Молчание длилось дольше пяти минут. Это дало ему возможность прийти в себя. Он поднял голову, достал свежий платок, приложил к влажным глазам, словно чувствуя, что пора прощаться с золотым креслом, – спросил:

– Что я должен делать, Виктория? Ко мне часто приезжает Кэтрин Эштон, криворотая красавица, но с ней я чувствую себя более уверенно, я не забываю, что я человек, а человек это звучит гордо, а вы, Нуланд… У вас змеиный взгляд, взгляд кобры, вы парализуете мою волю, а потому я спрашиваю вас, что я должен делать? Скажите и я буду так поступать.

– Ты, Виктор, не должен применять силу против мирных граждан, что стоят сейчас на Майдане.

– Не буду. Никакая революция не стоит ни одной капли крови, – виновато произнес президент.

– Тогда зачем войска в Киеве, зачем дубинки у «Беркута», зачем бронежилеты? Отобрать, снять, раздеть! Настоящий президент любит свой народ. Настоящий президент, не может применять силу против своего народа.

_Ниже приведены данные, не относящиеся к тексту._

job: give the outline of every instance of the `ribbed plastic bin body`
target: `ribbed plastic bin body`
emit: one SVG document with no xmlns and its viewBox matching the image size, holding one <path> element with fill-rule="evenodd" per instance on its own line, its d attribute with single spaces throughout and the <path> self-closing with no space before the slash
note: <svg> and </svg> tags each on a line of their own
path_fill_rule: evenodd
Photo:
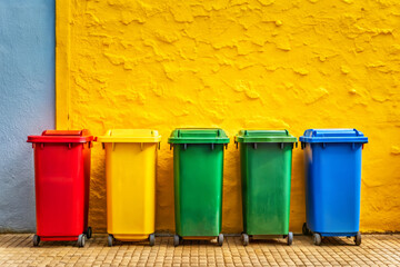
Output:
<svg viewBox="0 0 400 267">
<path fill-rule="evenodd" d="M 114 129 L 98 137 L 106 149 L 108 243 L 149 239 L 154 245 L 156 130 Z"/>
<path fill-rule="evenodd" d="M 92 140 L 88 130 L 46 130 L 42 136 L 28 137 L 34 150 L 34 246 L 40 240 L 78 240 L 79 246 L 84 246 L 82 239 L 90 238 L 88 210 Z"/>
<path fill-rule="evenodd" d="M 292 149 L 297 139 L 287 130 L 241 130 L 243 245 L 248 236 L 288 236 Z"/>
<path fill-rule="evenodd" d="M 221 129 L 176 129 L 169 142 L 173 147 L 177 236 L 219 236 L 223 149 L 229 138 Z M 220 239 L 222 243 L 223 237 Z"/>
<path fill-rule="evenodd" d="M 361 154 L 368 138 L 356 129 L 309 129 L 300 140 L 306 162 L 307 225 L 303 231 L 321 237 L 358 238 Z"/>
</svg>

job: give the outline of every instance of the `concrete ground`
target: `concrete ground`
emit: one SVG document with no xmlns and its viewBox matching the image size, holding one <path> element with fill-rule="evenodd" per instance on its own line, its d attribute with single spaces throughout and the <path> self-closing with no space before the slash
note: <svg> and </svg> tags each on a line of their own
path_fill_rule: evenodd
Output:
<svg viewBox="0 0 400 267">
<path fill-rule="evenodd" d="M 400 235 L 363 235 L 361 246 L 352 239 L 324 238 L 320 247 L 309 236 L 256 240 L 241 245 L 240 237 L 226 237 L 222 247 L 210 241 L 184 241 L 173 247 L 172 237 L 146 243 L 116 243 L 94 235 L 84 248 L 76 243 L 41 243 L 32 235 L 0 235 L 0 266 L 400 266 Z"/>
</svg>

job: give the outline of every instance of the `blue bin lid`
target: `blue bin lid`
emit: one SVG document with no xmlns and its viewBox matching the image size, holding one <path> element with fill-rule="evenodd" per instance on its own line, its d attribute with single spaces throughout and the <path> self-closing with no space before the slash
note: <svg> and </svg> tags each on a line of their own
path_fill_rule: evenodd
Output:
<svg viewBox="0 0 400 267">
<path fill-rule="evenodd" d="M 356 129 L 308 129 L 302 142 L 368 142 L 368 137 Z"/>
</svg>

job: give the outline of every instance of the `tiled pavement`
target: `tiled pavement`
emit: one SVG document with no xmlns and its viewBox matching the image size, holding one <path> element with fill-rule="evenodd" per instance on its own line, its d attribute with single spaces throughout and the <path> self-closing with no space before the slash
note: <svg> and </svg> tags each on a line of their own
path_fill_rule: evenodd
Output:
<svg viewBox="0 0 400 267">
<path fill-rule="evenodd" d="M 158 237 L 156 246 L 117 243 L 94 235 L 84 248 L 76 243 L 41 243 L 32 235 L 0 235 L 0 266 L 400 266 L 400 235 L 363 235 L 352 239 L 326 238 L 320 247 L 311 237 L 256 240 L 243 247 L 239 237 L 226 237 L 222 247 L 209 241 L 184 241 L 174 248 L 172 237 Z"/>
</svg>

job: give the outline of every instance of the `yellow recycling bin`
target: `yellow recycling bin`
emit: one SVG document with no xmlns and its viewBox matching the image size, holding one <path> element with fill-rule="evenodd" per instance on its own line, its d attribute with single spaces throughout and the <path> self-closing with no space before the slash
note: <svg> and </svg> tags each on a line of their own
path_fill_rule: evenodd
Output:
<svg viewBox="0 0 400 267">
<path fill-rule="evenodd" d="M 156 243 L 156 160 L 161 136 L 113 129 L 97 138 L 106 149 L 108 245 L 114 239 Z"/>
</svg>

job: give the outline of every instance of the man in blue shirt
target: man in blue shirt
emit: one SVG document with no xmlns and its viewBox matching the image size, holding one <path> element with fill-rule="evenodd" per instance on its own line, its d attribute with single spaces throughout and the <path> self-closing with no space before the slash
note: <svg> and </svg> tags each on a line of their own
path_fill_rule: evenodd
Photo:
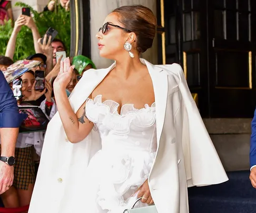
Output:
<svg viewBox="0 0 256 213">
<path fill-rule="evenodd" d="M 18 112 L 17 100 L 0 71 L 0 194 L 13 184 L 15 145 L 18 128 L 26 115 Z"/>
</svg>

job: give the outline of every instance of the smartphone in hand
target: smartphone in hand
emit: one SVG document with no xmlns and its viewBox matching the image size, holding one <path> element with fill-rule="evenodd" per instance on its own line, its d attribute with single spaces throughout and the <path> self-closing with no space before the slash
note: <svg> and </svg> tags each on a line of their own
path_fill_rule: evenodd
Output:
<svg viewBox="0 0 256 213">
<path fill-rule="evenodd" d="M 24 15 L 27 16 L 30 16 L 30 8 L 28 7 L 23 7 L 22 8 L 22 15 Z"/>
<path fill-rule="evenodd" d="M 22 79 L 21 78 L 15 79 L 13 82 L 13 92 L 14 96 L 17 99 L 22 96 Z"/>
<path fill-rule="evenodd" d="M 56 52 L 56 61 L 57 62 L 58 62 L 58 59 L 60 58 L 62 56 L 62 58 L 61 59 L 61 61 L 63 62 L 64 59 L 67 57 L 65 51 L 60 51 L 60 52 Z"/>
<path fill-rule="evenodd" d="M 43 42 L 44 41 L 44 38 L 45 35 L 47 35 L 47 38 L 46 38 L 46 44 L 47 44 L 48 43 L 48 40 L 49 40 L 50 36 L 52 36 L 52 38 L 51 39 L 51 43 L 52 43 L 53 42 L 53 39 L 55 38 L 55 37 L 57 34 L 58 32 L 57 31 L 56 31 L 52 27 L 50 27 L 46 31 L 46 33 L 45 33 L 45 34 L 41 38 L 41 44 L 43 44 Z"/>
<path fill-rule="evenodd" d="M 45 72 L 43 70 L 36 70 L 35 73 L 35 90 L 43 90 L 45 88 Z"/>
</svg>

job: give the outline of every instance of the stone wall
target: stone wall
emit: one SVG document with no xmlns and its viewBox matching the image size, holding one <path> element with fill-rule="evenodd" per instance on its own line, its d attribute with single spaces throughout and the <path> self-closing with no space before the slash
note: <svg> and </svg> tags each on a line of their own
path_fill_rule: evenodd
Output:
<svg viewBox="0 0 256 213">
<path fill-rule="evenodd" d="M 210 118 L 203 121 L 226 171 L 250 169 L 249 118 Z"/>
</svg>

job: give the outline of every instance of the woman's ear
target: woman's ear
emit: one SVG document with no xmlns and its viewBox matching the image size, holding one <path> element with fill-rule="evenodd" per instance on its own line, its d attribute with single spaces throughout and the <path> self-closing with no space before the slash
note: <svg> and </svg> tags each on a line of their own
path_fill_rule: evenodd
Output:
<svg viewBox="0 0 256 213">
<path fill-rule="evenodd" d="M 133 42 L 135 42 L 136 41 L 136 34 L 134 33 L 131 33 L 129 34 L 129 37 L 128 37 L 127 41 L 131 44 Z"/>
</svg>

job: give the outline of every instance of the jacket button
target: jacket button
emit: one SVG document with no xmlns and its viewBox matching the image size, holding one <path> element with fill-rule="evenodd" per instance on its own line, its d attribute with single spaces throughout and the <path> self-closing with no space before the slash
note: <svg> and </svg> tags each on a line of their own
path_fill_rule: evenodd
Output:
<svg viewBox="0 0 256 213">
<path fill-rule="evenodd" d="M 60 183 L 62 183 L 62 181 L 63 181 L 63 180 L 62 180 L 62 178 L 58 178 L 57 180 L 58 180 L 58 182 L 60 182 Z"/>
</svg>

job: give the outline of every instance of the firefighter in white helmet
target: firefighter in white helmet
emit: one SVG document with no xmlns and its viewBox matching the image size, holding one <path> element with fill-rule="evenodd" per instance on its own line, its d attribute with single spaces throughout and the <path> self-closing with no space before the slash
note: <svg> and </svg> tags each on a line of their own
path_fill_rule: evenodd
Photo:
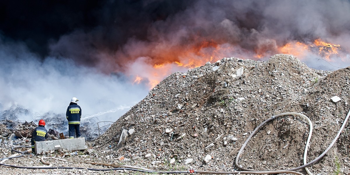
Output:
<svg viewBox="0 0 350 175">
<path fill-rule="evenodd" d="M 75 97 L 72 98 L 66 112 L 68 120 L 70 139 L 74 138 L 75 133 L 77 138 L 81 136 L 79 127 L 80 126 L 80 118 L 82 117 L 82 108 L 78 105 L 78 101 L 79 100 Z"/>
</svg>

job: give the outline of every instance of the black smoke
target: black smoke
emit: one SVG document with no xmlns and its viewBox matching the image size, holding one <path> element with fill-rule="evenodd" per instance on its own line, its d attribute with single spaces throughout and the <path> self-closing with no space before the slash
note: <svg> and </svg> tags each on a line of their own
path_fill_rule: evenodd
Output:
<svg viewBox="0 0 350 175">
<path fill-rule="evenodd" d="M 189 57 L 266 60 L 288 43 L 320 38 L 340 44 L 342 57 L 328 61 L 344 67 L 349 34 L 348 0 L 2 1 L 0 110 L 61 113 L 77 96 L 86 115 L 120 111 L 114 119 L 147 84 L 198 65 Z M 305 55 L 309 67 L 338 69 Z"/>
</svg>

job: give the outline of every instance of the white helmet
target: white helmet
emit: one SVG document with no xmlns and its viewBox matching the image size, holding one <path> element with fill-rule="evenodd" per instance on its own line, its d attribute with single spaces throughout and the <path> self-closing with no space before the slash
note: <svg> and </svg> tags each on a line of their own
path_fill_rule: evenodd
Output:
<svg viewBox="0 0 350 175">
<path fill-rule="evenodd" d="M 72 98 L 72 100 L 70 100 L 70 102 L 71 103 L 74 103 L 77 104 L 78 101 L 79 100 L 77 99 L 77 98 L 75 97 L 73 97 Z"/>
</svg>

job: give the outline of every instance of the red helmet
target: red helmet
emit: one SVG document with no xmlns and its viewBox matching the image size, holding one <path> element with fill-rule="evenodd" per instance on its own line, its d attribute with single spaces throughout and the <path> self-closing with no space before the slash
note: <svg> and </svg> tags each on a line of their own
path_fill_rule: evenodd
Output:
<svg viewBox="0 0 350 175">
<path fill-rule="evenodd" d="M 44 120 L 42 119 L 41 120 L 39 120 L 39 125 L 44 126 L 45 126 L 45 121 L 44 121 Z"/>
</svg>

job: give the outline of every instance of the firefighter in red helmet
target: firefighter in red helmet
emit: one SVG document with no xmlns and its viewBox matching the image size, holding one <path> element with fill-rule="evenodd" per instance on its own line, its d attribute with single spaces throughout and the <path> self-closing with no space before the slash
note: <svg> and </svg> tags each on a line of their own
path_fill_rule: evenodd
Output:
<svg viewBox="0 0 350 175">
<path fill-rule="evenodd" d="M 31 138 L 31 152 L 35 153 L 35 142 L 45 141 L 47 139 L 47 130 L 45 128 L 45 121 L 41 119 L 39 121 L 38 126 L 35 128 L 33 131 Z"/>
</svg>

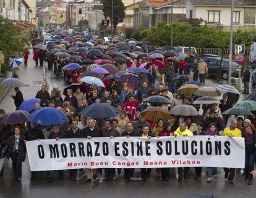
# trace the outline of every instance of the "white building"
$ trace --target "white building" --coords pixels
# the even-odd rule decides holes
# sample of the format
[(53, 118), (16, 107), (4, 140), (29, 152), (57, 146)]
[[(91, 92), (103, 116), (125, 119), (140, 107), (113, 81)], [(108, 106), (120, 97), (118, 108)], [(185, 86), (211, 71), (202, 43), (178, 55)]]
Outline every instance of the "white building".
[[(187, 0), (186, 17), (202, 19), (202, 25), (221, 27), (228, 30), (231, 22), (232, 0)], [(234, 0), (234, 28), (252, 28), (256, 26), (256, 1)]]

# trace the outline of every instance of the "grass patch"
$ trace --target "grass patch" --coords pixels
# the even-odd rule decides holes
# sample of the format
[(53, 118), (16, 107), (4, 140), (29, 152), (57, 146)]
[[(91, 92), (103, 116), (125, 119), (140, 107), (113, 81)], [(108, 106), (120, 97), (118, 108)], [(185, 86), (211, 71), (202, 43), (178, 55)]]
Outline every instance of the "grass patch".
[(2, 88), (0, 87), (0, 97), (2, 96), (4, 94), (4, 91), (6, 90), (6, 88)]

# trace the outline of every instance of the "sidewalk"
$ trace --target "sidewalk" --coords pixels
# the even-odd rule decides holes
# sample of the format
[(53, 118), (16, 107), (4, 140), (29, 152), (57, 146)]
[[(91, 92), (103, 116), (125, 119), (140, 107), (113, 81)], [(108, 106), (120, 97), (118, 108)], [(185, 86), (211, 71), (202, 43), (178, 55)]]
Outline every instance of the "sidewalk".
[[(28, 66), (25, 67), (22, 64), (20, 66), (19, 78), (24, 82), (25, 86), (20, 88), (23, 94), (24, 100), (35, 97), (37, 91), (41, 89), (43, 85), (43, 70), (40, 67), (36, 67), (35, 62), (33, 60), (32, 50), (30, 50)], [(14, 99), (9, 96), (11, 94), (11, 90), (9, 91), (6, 97), (0, 104), (0, 109), (3, 109), (6, 112), (11, 112), (15, 110)], [(12, 94), (15, 95), (15, 91), (12, 89)]]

– Госпожа Нудельман! Вы не знаете, на что способны эти головорезы. Они убивают моих невинных ребят, жгут их при помощи коктейлей Молотова, животы им вспаривают, в больницах их не лечат и не кормят, я и так терплю, сколько могу. Да меня мои помощники сожрать готовы за мягкотелость. Все требуют подписать указ о ношении оружия бойцами «Беркута», а я сопротивляюсь, как могу. Я не сплю ночами, я лишен сна, я не завтракаю, не обедаю и не ужинаю, на пять килограмм похудел. А вы говорите! Неправду вы говорите. И Украина вам нужна в качестве служанки. Территория вам нужна. Ослабление России вам нужно.

– Молчать, президент! Я представитель Госдепа! Приказываю молчать!

Нудельман тоже разволновалась, засуетилась и снова начала сверлить жертву глазами-буравчиками.

– Где туалет? Мне надо выйти.

Хозяин стал нажимать на кнопку вызова. Перепуганные помощники, секретари и председатель партии Ефремов гурьбой бросились открывать дверь в президентский кабинет и ввалились одновременно.

– Отведите даму в туалет, а то описается, – сказал Виктор Федорович и опустил голову.

– Что с вами? Вы так бледны и губа нижняя дергается. Врача, скорее! Что эта ведьма с вами сделала. Я ее арестую, – произнес Якименко, не последний человек в команде президента.

– Ничего не надо.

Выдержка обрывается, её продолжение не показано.